Chesnut is a native of Rhinelander and graduate of Rhinelander High School.
She moved to Waupaca in 1973 and works in the Waupaca County Department of Health and Human Services’ Youth and Family Unit as a parent aide and juvenile tracker.
Chesnut previously served on the Common Council.
She was appointed to a District 4 seat on Jan. 21, 1997, following the resignation of a council member.
Chesnut represented the district through March 1999, when she resigned from the council after moving outside of the city.
She moved back into District 4 last September.
In addition to her previous tenure on the council, Chesnut’s prior civic service includes the Waupaca Area Chamber of Commerce’s Board of Directors.
She chaired many Chamber festivals and was one of the co-founders of Strawberry Fest.
In the past, she helped with Meals on Wheels.
Chesnut has also been an active member of Crystal Lake United Methodist Church, where she served on the church council and helped with youth activities when her children were young.
“I wanted my children to know it’s important to be a part of your community,” Chesnut said.
She is also a graduate of Leadership Waupaca County, a program that gave her much insight, she said.
When asked how her professional and civic experience would help her do a better job as a member of the Common Council, Chesnut said, “I am in every community every day with numerous types of people. I have learned as much from them as I hope they have learned from me. We often just see one portion of our society. I see another part. Working with people you realize your point of view is not the only one and that every family is unique.”
She said, “A lot of it goes back to faith. I’m not there to judge but to help. It has opened my eyes to all these different views, to listen. If elected, I will serve the constituents, not me. You have to represent their view.”
Chesnut said her civic involvement means she has worked with diverse groups.
It resulted in her own growth.
“Sense of community is huge. Sense of being is huge. It’s putting that together to represent the people,” she said.
When Chesnut was asked if she believes the council responded to the fluoride issue in the correct manner, she said, “I think it went through the proper channels. I think, at times, the atmosphere could be more accommodating to John Q. Public. I hate to hear, ‘You have this much time to do this.’ It is the City Council representing the people. The council can call the question.”
Chesnut believes the issue went through the correct steps but said, “I really think we need to be a friendlier government.”
When further asked if she believes the issue has been resolved, she said, “I think we need a lot more education to the moms that are pregnant.
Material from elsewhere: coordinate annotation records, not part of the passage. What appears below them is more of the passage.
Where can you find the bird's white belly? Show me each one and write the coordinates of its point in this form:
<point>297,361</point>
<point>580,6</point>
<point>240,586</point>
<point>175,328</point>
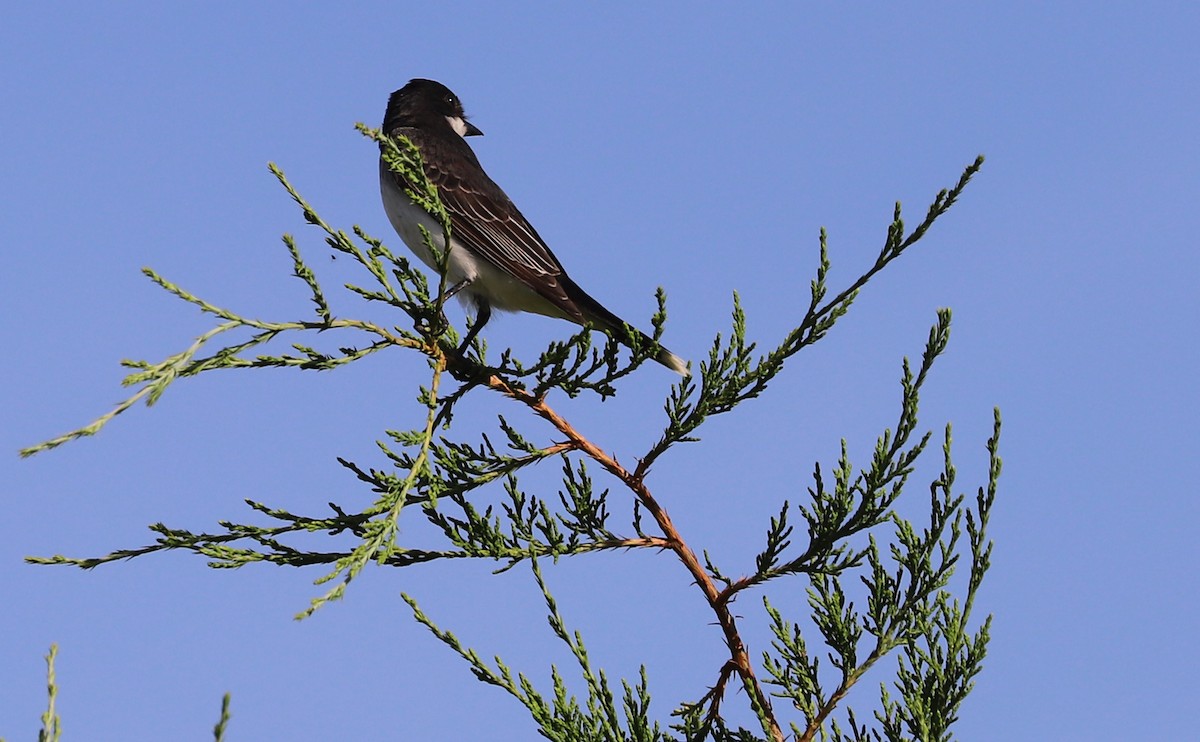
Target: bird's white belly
<point>487,282</point>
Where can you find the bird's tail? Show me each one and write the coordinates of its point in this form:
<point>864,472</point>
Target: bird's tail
<point>615,327</point>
Now that it’s open, I don’t think it will ever be done. There is definitely a certain population who have very young children who are very much in need of this (fluoride).”
In regard to what she believes the city’s budget priorities should be as city debt is paid down, Chesnut said, “The focus is not the need to feel to spend it right this minute.”
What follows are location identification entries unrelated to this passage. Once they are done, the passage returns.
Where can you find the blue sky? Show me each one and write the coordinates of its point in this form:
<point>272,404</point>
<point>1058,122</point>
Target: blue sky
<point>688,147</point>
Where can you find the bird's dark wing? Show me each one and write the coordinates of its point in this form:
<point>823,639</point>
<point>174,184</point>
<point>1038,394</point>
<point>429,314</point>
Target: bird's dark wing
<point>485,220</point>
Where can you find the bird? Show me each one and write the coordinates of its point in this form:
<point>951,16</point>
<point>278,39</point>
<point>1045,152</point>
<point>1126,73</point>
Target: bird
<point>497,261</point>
She said having reserve funds would be a good thing, and getting out of the mode of thinking everything “needs to be this instant” would also be a good idea.
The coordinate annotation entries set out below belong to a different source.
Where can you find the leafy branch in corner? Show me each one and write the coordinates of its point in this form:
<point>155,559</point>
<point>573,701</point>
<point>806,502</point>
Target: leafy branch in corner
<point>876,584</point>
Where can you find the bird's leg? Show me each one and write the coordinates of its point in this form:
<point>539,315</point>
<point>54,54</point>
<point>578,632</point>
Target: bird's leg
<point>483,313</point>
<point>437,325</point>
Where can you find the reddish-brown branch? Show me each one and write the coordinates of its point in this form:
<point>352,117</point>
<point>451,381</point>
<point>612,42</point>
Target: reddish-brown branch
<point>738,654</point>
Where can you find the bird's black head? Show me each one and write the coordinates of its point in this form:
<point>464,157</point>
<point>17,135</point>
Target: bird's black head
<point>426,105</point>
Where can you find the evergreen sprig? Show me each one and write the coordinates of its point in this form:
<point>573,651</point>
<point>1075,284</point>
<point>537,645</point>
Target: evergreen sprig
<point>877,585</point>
Chesnut said, “Set everything on the table and prioritize.”
She remembers being taught that the main priorities of the city are safety and protection.
“We need to have a good, clear vision,” Chesnut said.
The city should show it knows how to keep taxes stable and move forward cautiously, she said.
“As any household, if you want to purchase something, you need to study it and do your research,” Chesnut said.
Chesnut said she has worried about the city’s infrastructure since the last time she served on the council.
“North Main should be one of our concerns,” she said. “So much relies on that infrastructure.”
Chesnut said business owners need to be involved.
“We will have to accommodate them. We are a tourist community,” she said. “I’d like to see it dealt with in a structured form, have a plan in place rather than an emergency situation.”
A new public works facility is secondary, she said.
Chesnut also plans to place campaign signs in the district and do a mailing to her constitutents.
If elected, she said fairness, integrity, honesty, trust, care and her love for the city would guide her.